We agree with the Report’s emphasis on frontline communities’ vulnerabilities and the need for community involvement in policy development. We also encourage transparency and public education through published minutes and recordings of the Youth Summit, Climate Justice Initiative, Build/Shift workshops and other meetings/trainings convened by the City. 

We look forward to promised decarbonization measures designed to reduce emissions. We need to see more concrete, measurable steps of 8 – 10% annual GHG emissions reductions, given scientists’ warnings about how much more rapidly global climate chaos is becoming evident and the unknown multiplier effects of tipping points and feedback loops. We no longer have the luxury of incrementalist planning without major courageous actions taken annually within this decade. Unfortunately a lot of the “progress”items listed here are measures that might be implemented sometime in the future. 

We appreciate that the City is looking for additional funding for responding to the Climate Emergency. General Fund priorities need to change in order to avoid the future costs of dealing with catastrophes (train derailments and explosions, extreme weather events, etc.). The Report lacks any mention of Zenith Energy and the CEI Hub, including ongoing air pollution, risks of catastrophic accidents, and climate effects from burning tar sands and shale oil. The City promises to “advance initiatives led by the community.” Yet, over 9,000 petition signatories, countless letters and phone calls, including from BIPOC organizations such as Portland NAACP, on denying the LUCS to Zenith have not resulted in a positive City response centering the goals in this Report (non-expansion of fossil fuel infrastructure, decreased emissions, protecting communities from pollution and disaster). The City’s measures presented in this Report will in no way offset the huge climate costs of continuing Zenith operations. 

While there is an emphasis on increasing EV charging stations and electrifying its own fleet, the City needs to play a much larger role in transportation– pushing for the electrification of City busses and a moratorium on diesel busses which lock in fossil fuel consumption for decades. 

The proposed I-5 corridor widening must be strongly opposed. Climate leaders don’t widen freeways. 

We are concerned about the lack of data on actual greenhouse gas emission changes in the past year. There must be a “whole of government” approach, auditing carbon emissions and setting concrete goals for all city departments. Very relevant to the GHG emissions load of the city, for example, are: the airport, the Port of Portland, the police department and federal agent actions, industrial zones and big polluters.

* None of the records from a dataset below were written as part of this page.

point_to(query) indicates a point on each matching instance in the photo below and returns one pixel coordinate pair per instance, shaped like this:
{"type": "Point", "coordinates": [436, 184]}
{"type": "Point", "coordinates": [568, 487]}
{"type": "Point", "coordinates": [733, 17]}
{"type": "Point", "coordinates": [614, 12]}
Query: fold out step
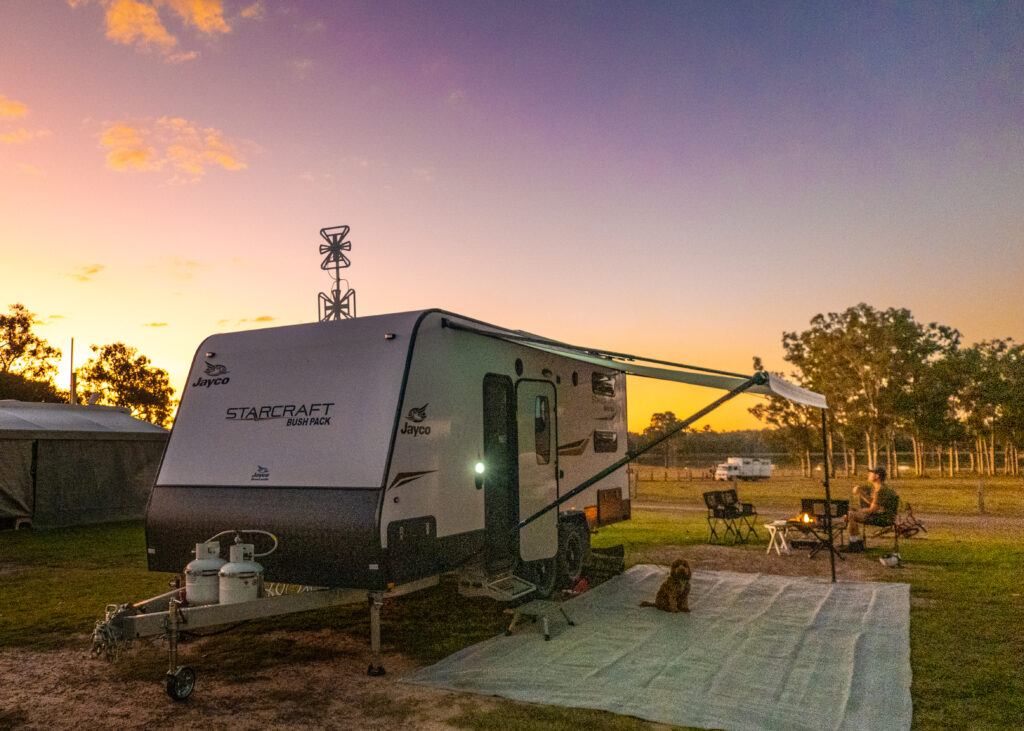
{"type": "Point", "coordinates": [505, 587]}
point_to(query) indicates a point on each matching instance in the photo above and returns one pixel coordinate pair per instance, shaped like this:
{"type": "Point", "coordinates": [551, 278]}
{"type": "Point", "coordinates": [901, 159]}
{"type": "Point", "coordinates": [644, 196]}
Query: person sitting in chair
{"type": "Point", "coordinates": [879, 504]}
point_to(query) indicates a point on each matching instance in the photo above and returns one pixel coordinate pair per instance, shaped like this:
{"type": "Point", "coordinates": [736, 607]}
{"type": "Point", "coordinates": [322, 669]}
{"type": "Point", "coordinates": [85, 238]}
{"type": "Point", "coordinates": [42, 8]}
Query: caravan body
{"type": "Point", "coordinates": [387, 448]}
{"type": "Point", "coordinates": [743, 468]}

What about carbon dioxide equivalent taxes or other incentives for polluter compliance? How will the City make decisions weighing the “internal cost of carbon” going forward? Where is the City’s money invested? What monies should be divested from institutions fostering fossil fuels and reinvested elsewhere? Are we looking at other cities for best practices, such as Berkeley banning natural gas hookups on new construction?

Given heat dome deaths, extreme weather events, and early fire seasons, the Portland Mercury report on earthquakes and the CEI hub as well as flood potentials, the City needs more specifics and resources in terms of preparations for disaster relief, resilience, and recovery. More importantly, you must RIGHT NOW do all within your power to take bold courageous actions, such as stopping Zenith, to prevent actual disasters and address the root causes contributing to climate disasters in the first place.

Otherwise, it really is like Council fiddling while Oregon burns.